The French IP Box, an innovative scheme for software creators
The “new” regime of Article 238 of the French Tax Code (FTC) applies to patents in the strict sense, to other industrial property titles such as utility certificates and supplementary protection certificates attached to a patent, but also to software.
As such, the regime of article 238 of the CGI applies to software protected by copyright, including their successive versions, as long as this software meets a condition of originality.
The regime of the article 238 of the FTC covers disposal, grant, or sub-grant. When the contract relates to a set of elements of which only some can benefit from the preferential regime, it is up to the company to break down the overall price to determine the part of the price corresponding to the assets eligible for preferential treatment.
The intangible assets referred to must have the character of fixed asset elements. This condition is met when the common destination of these assets is to be used by the company for its ongoing operations. The assets in question do not need to be actually capitalised.
An option (or election) that needs to be formalised
The regime applies at the option of the company directly by applying it in the corporate income tax return. The option is not global and must be applied either per asset, or for each good or service, or for each family of goods or services. Once made, the option requires the associated computations to be made (see below). The option continues in effect until revoked, after which it cannot be reinstated for the particular asset, product or service for which it was made.
In the event of a tax audit, the company must be able to provide the authorities with a dedicated documentation to justify the determination of the net profit subject to the favourable regime and the originality of the software.
A net result subject to the reduced rate
Pursuant to this regime, the net income from disposals, grants or sub-grants benefits from reduced tax rates i.e., a reduced corporate tax rate of 10% (instead of the standard 25% rate).
For the determination of the net result, only the income relating to the eligible assets must be considered. If these assets are present in contracts relating to a set of elements (know-how, services, etc.), the company must apply distribution keys in order to apportion the income relating to the eligible assets.
For the determination of the net result which can benefit from preferential rates, only research and development expenses which are directly related to the assets concerned and are carried out directly or indirectly by the company (thus including the outsourced expenses), can be considered. As a matter of principle, overhead costs are not eligible expenses. The expenses to be considered are those incurred by the company during the financial year.

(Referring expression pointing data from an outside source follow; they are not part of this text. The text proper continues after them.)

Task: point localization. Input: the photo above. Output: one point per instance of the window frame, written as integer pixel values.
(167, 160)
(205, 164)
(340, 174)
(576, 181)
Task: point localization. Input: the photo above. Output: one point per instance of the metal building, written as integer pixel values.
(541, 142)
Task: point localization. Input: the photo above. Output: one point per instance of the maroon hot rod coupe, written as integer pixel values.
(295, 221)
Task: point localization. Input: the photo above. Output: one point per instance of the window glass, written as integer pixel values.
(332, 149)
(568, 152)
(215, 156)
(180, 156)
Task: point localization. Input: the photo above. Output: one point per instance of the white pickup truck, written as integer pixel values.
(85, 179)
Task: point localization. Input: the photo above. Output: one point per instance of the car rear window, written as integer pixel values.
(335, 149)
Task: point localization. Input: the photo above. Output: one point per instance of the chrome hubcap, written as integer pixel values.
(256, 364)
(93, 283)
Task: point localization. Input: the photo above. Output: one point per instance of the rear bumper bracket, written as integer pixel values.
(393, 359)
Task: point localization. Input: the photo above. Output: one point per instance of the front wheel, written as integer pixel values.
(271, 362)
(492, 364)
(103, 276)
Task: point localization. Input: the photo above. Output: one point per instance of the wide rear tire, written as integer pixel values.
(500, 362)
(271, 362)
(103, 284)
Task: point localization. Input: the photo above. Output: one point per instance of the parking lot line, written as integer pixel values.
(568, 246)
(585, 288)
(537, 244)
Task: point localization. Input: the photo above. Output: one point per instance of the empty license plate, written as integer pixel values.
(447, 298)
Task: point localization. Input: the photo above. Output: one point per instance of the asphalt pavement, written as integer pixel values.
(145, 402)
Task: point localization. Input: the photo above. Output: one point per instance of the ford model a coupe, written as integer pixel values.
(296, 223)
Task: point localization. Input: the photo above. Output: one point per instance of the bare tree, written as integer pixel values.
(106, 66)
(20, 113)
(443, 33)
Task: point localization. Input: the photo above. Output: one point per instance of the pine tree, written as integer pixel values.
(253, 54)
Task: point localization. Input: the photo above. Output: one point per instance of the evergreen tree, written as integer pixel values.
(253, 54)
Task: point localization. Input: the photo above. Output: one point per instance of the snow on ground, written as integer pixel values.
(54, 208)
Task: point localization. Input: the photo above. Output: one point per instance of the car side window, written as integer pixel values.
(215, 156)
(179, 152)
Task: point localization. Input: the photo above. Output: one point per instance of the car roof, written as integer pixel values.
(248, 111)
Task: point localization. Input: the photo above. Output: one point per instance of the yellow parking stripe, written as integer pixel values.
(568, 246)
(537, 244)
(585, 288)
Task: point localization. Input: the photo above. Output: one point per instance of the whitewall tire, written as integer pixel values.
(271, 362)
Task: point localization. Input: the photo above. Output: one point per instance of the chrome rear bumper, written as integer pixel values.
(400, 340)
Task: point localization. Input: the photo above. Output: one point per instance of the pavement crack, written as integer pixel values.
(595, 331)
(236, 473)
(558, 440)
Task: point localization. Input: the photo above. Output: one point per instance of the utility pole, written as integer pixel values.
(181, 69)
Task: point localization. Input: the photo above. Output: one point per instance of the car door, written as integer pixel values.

A “nexus” ratio is then applied to this net result to determine the amount that can qualify for relief.
The “nexus” ratio to be applied to net income is calculated as the ratio between:
• numerator: 130% of R&D expenses directly related to the creation and development of the intangible asset carried out directly by a member company of the group or by independent companies
• denominator: expenses appearing in the numerator as well as expenses outsourced to affiliated companies
In principle, all expenses incurred since the origin of the asset must be taken into account for the calculation of the result subject to the regime of article 238 of the FTC. The ratio is thus calculated for each fiscal year and considers the expenses incurred by the company for this fiscal year as well as those incurred for previous fiscal years.
If the net patent box result is profitable, the ratio determined as above is applied to it and the result obtained will be separately treated from remaining taxable profits and subject to the reduced rate of 10%. The net profit after application of the ratio can also, by decision of the company’s management, be set off against the tax loss of the financial year from other activities.
If the net result of the grant is a loss, it is carried forward and must be offset against future net profits eligible to the IP Box, not other types of profit.
A limited interest but which should not be ruled out for loss-making companies
It is possible to offset the net income eligible for the favourable regime with the tax losses under common law. The administrative guidelines give an example of application and makes it possible to anticipate cases of profit reversal, in comparison with the common law regime (without IP Box).
In practice, it would be appropriate to estimate the savings generated by this system with regard also to the tax credits available, the available losses carried forward and the impact on employee profit-sharing of the increase in the taxable base at the normal rate.